TikaWeeks #13/2023: Sri Lanka & Maldives update
Posted by John on 27th March 2023
BREAKING NEWS. We are now collaborating with Tropic Breeze on our Sri Lanka and Maldives holidays. Tropic Breeze is a UK-based travel specialist to Maldives, the Caribbean, Seychelles and Mauritius, and we have been working with them in Maldives for the last nine years. We believe that this is the best way forward for Tikalanka and our valued customers after a few very difficult years. We are now in a strong position to look to the future with renewed confidence.
Tropic Breeze takes all bookings and payments, including by credit card, for our holidays as well as arranges flights, if required. Their holidays are fully bonded and protected, whether booked with flights via ATOL 5615 or for accommodation only holidays with ABTOT 5500, which means that your Tikalanka holiday is safe and secure.
From our side, nothing has changed. I front Tikalanka from the UK, although now as an independent travel consultant through Tropic Breeze, and Pathi delivers our holidays in Sri Lanka with the same team of expert guides.
The Pekoe Trail – Stage 3: Loolecondera to Thawalanthenna
This challenging 17.9-km trail takes around 6 hours from point-to-point and begins at the small bridge over the Ma Oya on the Loolecondera Estate. In the first hour of this stage, you gain 250 metres in elevation and the initial stretch is quite steep. As you progress along the trail you see a colourful Hindu Kovil and the Loolecondera Estate Bungalow below.

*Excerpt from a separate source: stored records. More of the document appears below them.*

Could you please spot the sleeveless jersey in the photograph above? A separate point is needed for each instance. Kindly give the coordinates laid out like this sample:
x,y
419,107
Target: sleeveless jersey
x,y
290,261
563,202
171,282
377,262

The next 3.5 km is a gentle climb on some of the prettiest and most historically significant tea trails in Sri Lanka and, if you feel like, you may take a short side trip down to see the lovely rock pools in the river below. A gentle uphill zig-zag takes you into the upper divisions of the estate, where there are fabulous views of a pine forest and rock formations. The further you climb the more remote it feels.
Leaving the last tea fields of the Loolecondera Estate behind, the trail enters a typical Sri Lankan ‘jungle’. The first 500 metres follows an uphill track onto the old and forgotten Dimbula Road, built by British engineers over 150 years ago to connect Kandy with the valleys beyond so that tea could be planted. This trail was meant for horses and bullock carts but it is now lost in time and completely taken over by the jungle.
At 4.7 km, the trail continues over the pass into the Stellenberg Estate, which looks south across Kotmale and the Rilagala Mountain Range in the distance. On a clear day, you should be able to see Adam’s Peak on the horizon. The next 4.5 km follows reasonably flat estate roads heading south towards the Helbodde Tea Factory.
After 10 km, the tea trail turns onto a very poorly maintained small tarmac road, and at the 10.5 km point leaves the tarmac road and continues straight ahead before beginning to descend, zig-zagging down between a forest and tea fields. The views in front of you are truly magical – the shimmering Kotmale Reservoir lies directly ahead.
Over the next 6 km, the trail loses 500 metres in elevation as you descend to Thawalanthenna. You will see the Ramboda pass and waterfalls ahead and the Gampola-Nuwara Eliya road snaking up the mountain. The end of this section of the trail is the point at which you cross the main road.